The Power of Our New Gods


In “The Arbiter”, I also focused on exploring new types of power. And more precisely — the power of Artificial Intelligence. 

As Nietsche said: God is dead — we have killed him. And in its stead we have invented an all-knowing and all-seeing God whose spirit resides in the machine, in some distant server in the cloud. 

Truthbringer A.I., mentioned in “The Arbiter”, is not just some malicious artificial intelligence that I imagined. It is a direct descendant of the surveillance systems that we already have in our own lives. As we have seen so far, some of these panopticons are state-run, while others are owned by corporations. 

SkyNet from the Terminator movies reflects fears and nightmares of a nuclear holocaust, but Truthbringer is no hypothetical paranoia or some kind of a dream — it nowadays exists in various forms. It lives with us. The question is to what degree.
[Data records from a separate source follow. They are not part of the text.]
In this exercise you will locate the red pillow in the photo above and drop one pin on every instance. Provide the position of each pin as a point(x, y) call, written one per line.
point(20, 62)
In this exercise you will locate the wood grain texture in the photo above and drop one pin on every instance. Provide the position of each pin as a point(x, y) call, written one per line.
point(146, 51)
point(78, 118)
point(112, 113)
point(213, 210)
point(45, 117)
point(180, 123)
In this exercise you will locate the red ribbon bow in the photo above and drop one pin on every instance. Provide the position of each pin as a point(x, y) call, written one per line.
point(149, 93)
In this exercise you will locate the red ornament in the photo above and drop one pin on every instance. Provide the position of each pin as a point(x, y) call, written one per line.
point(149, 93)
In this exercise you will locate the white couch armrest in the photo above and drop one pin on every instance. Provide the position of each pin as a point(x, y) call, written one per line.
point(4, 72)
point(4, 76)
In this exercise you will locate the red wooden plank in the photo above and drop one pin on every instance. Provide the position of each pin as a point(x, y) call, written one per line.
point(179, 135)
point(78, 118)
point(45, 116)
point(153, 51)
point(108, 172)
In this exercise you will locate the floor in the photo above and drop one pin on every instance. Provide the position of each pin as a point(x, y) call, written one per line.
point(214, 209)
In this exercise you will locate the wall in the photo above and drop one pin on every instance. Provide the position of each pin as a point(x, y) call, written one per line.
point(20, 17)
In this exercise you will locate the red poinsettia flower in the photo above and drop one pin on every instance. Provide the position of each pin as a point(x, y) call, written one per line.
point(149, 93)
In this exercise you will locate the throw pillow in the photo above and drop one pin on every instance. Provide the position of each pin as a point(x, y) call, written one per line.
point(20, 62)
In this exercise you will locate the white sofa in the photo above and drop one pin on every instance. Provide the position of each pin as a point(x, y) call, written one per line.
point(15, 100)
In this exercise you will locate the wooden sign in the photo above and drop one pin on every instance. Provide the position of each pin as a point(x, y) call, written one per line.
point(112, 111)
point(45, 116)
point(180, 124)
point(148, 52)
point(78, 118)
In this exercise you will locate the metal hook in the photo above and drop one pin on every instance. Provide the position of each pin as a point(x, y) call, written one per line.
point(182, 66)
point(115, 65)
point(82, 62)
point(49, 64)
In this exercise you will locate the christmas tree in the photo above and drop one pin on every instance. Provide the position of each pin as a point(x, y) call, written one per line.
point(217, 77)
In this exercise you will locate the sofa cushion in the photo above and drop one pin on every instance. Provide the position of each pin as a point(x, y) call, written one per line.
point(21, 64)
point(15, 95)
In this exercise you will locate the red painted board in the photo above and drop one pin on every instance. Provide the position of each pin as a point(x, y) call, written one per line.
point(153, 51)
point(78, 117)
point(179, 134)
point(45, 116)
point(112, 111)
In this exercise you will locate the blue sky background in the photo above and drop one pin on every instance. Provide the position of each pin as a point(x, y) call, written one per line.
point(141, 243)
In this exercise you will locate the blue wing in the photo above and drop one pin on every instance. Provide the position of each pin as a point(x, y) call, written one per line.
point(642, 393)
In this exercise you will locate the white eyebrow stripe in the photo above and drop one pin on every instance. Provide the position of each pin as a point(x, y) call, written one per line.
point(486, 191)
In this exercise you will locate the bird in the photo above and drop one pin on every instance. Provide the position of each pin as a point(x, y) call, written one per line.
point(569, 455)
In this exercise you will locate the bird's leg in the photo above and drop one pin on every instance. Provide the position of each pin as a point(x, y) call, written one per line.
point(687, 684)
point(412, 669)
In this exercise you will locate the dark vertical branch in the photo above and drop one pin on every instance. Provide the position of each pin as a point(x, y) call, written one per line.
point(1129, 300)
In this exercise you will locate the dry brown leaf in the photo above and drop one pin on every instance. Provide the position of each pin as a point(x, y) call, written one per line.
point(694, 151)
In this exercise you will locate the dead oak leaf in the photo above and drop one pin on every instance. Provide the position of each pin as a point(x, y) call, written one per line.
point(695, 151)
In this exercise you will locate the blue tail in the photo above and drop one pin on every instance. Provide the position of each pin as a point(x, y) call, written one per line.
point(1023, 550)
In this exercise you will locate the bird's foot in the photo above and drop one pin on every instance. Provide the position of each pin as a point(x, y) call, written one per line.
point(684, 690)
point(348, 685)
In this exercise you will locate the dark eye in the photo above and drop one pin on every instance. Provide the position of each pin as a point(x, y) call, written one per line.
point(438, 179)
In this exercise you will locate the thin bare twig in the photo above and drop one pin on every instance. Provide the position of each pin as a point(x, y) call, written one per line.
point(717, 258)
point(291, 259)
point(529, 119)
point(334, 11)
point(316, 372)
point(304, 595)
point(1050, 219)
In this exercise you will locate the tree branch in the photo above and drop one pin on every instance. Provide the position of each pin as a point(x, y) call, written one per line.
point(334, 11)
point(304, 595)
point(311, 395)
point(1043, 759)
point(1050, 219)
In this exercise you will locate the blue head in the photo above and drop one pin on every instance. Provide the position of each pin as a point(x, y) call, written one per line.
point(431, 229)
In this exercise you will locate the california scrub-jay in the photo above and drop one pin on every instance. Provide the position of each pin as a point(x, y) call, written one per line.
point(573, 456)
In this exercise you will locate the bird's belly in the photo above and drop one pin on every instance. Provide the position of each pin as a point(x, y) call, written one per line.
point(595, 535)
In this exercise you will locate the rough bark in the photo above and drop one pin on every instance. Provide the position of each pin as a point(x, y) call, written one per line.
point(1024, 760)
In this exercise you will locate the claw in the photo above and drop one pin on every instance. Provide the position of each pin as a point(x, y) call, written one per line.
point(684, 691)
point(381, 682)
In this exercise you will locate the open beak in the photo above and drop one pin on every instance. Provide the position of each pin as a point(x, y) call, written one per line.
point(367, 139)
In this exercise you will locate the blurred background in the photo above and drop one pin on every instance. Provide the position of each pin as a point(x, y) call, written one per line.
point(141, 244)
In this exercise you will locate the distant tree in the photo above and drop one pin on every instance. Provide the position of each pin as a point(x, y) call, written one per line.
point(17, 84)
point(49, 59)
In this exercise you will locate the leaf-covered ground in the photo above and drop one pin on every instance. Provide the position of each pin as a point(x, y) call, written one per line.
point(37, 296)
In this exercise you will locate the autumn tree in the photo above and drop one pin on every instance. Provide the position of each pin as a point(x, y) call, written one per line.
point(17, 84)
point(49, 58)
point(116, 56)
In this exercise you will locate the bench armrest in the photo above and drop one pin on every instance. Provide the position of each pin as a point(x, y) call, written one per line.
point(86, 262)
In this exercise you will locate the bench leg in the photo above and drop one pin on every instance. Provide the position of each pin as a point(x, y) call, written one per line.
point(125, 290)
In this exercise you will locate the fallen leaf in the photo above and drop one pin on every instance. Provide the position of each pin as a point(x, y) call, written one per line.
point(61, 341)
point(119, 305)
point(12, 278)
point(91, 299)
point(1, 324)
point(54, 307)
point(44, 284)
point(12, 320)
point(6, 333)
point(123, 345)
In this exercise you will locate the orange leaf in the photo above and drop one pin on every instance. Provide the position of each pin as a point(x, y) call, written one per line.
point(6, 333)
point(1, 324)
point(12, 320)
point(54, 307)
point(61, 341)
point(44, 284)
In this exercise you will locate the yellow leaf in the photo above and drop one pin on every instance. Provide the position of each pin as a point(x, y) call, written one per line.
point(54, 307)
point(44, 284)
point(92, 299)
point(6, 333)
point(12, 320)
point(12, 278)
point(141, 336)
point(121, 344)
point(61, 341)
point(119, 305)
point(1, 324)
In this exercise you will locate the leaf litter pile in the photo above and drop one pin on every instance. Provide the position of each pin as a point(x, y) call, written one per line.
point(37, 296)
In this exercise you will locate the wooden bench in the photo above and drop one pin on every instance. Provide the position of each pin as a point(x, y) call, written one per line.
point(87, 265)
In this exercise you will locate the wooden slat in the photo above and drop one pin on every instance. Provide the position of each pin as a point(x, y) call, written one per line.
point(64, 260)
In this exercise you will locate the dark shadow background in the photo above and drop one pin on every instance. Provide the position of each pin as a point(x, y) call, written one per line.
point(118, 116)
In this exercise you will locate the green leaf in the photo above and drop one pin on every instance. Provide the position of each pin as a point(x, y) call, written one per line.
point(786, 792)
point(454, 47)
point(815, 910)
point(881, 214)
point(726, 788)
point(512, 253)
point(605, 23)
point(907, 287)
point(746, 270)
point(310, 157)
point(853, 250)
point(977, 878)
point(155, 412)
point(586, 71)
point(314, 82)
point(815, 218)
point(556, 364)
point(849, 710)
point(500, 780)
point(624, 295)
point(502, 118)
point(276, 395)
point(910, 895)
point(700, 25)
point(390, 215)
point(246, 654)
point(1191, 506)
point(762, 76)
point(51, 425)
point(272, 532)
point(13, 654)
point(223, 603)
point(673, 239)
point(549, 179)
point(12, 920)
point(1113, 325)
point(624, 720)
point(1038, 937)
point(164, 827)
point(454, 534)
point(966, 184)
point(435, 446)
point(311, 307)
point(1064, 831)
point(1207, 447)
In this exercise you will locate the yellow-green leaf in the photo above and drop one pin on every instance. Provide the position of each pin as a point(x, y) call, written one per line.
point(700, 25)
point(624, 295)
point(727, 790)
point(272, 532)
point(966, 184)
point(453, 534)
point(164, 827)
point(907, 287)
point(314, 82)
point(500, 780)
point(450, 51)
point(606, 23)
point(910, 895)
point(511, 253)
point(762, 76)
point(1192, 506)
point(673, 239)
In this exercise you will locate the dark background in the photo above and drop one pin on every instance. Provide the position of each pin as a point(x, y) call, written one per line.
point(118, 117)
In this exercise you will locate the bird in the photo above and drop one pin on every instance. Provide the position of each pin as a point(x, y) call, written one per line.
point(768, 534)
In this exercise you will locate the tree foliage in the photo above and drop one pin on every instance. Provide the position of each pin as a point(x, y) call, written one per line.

It might be just a matter of time for an artificial intelligence to evolve and reach sciescence — real life versions of the Truthbringer AI don’t seem so far off. 

So much of our personal information do we willingly submit to various corporations online, there may not even be a need to build a separate Cybernetic Panopticon. But, what is more important, and scary, is the construction of a machine whose aim would be to achieve ideological goals, which in most such cases corresponds with the end goal of retention of power. 

(Analogue machines of this sort already exist — just check out how one can win an election in Russia by 120%. It is just a matter of porting these kinds of systems and processes into computer code.) 

A truly horrific scenario would be if an artificial intelligence is supplemented by some kind of cyber-immortality. What would happen if one of the dear leaders — in “The Arbiter” story there is a jocular reference of this being Edi Rama, the current Prime Minister of Albania — uploads their consciousness into the AI, and continues to rule from their cybernetically enhanced throne.

Biological limits of our physical bodies still seem to be the best guardians against dictatorships. Our mortality may yet be our best defender of democracy and an agent of change.